Bright, the controversial film that Netflix unleashed upon the world in December, is officially getting a sequel. The streaming platform announced the news before the film even premiered—and was soundly drubbed by critics—then confirmed it on Wednesday, revealing that Will Smith and Joel Edgerton will return to star in the second film, while David Ayer will return to write and direct the sequel. Eric Newman and Bryan Unkeless are also set to produce. A release date for the upcoming sequel has not yet been announced.
The streaming platform announced the sequel by sharing a mock audition, with “orc” actors trying out for potential roles in the upcoming movie.
The only core Bright team member not returning for the sequel is Max Landis, the controversial screenwriter who penned the script for the first film. Over the last few years, Landis (son of famed filmmaker John Landis) has carved up a polarizing reputation thanks to his provocative Twitter presence and his quick rise, despite the iffy reviews and modest box-office performances of most of the movies he has written.
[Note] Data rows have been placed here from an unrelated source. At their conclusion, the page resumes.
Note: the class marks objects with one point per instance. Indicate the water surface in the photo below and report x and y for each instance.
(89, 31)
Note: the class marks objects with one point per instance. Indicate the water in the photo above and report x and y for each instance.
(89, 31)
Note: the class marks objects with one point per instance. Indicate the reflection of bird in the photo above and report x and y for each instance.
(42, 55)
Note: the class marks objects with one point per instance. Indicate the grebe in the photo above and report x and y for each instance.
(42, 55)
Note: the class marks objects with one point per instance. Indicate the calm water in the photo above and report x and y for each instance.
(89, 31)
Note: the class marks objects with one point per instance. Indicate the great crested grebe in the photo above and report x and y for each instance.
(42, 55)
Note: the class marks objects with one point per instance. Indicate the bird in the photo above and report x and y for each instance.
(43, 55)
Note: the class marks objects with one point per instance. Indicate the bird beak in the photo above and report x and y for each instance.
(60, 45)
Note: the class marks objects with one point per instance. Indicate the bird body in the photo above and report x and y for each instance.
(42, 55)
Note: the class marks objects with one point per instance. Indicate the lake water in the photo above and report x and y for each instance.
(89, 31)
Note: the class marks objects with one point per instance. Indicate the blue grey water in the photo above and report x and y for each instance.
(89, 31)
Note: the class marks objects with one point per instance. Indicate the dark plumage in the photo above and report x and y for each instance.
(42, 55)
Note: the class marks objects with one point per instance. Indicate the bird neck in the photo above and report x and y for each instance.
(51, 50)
Bright is another critically panned film to add to his list, though Netflix attests that the film has done incredibly well with viewers. In a release, the streaming platform said Bright is the No. 1 movie on Netflix internationally, and is the “highest viewed Netflix film ever on the service in its first week of release and one of the biggest originals (including sequels/additional seasons) Netflix has ever launched.”
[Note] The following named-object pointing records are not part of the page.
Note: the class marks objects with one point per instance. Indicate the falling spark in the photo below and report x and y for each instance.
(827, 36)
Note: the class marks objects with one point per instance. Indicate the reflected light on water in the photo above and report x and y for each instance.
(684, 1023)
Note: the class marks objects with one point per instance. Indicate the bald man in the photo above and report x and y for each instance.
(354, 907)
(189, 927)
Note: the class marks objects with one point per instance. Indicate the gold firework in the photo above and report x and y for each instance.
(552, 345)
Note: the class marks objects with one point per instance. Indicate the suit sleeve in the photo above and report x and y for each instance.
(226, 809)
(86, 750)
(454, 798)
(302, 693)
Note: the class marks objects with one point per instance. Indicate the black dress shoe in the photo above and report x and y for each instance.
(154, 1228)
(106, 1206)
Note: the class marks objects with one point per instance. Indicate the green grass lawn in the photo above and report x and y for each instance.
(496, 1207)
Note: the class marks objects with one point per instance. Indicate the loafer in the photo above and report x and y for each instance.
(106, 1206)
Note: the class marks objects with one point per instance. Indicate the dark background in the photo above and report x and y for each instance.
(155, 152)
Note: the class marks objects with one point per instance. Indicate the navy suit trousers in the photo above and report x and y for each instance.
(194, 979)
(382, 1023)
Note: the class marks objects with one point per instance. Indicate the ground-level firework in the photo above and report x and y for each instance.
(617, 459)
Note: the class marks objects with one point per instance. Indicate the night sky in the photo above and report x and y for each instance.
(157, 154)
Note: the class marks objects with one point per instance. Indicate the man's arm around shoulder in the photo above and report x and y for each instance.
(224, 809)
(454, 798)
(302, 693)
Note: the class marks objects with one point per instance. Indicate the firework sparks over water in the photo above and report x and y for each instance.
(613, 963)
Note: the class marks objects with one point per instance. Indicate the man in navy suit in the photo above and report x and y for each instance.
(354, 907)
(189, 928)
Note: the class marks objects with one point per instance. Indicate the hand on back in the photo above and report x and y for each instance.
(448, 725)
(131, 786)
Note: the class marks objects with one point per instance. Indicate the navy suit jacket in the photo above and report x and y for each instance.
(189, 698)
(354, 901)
As some have pointed out, perhaps other films on Netflix’s slate could have benefited from the same level of publicity that Bright received. But the streaming platform has made clear that it thinks highly of the fantasy film, its no-holds-barred entry into the blockbuster universe; Netflix lavished Bright with an unprecedented $90 million budget, and paid Landis a reported $3.5 million for his original script.
Bright follows two cops—one is a human, one is an orc—as they stumble upon a larger-than-life fantasy war in Los Angeles. The film has been criticized for many reasons, but particularly for the clumsy metaphors it tries to draw up about modern racism. Vanity Fair critic Jordan Hoffman summarized this fruitless attempt, writing that the film’s “world-building is so inept that there is zero point in scrutinizing any symbolism beyond the obvious.” Perhaps Ayer, who has responded surprisingly well to criticism of the film thus far, will listen to these critiques—and perhaps do something in the new film that saves the sequel from itself.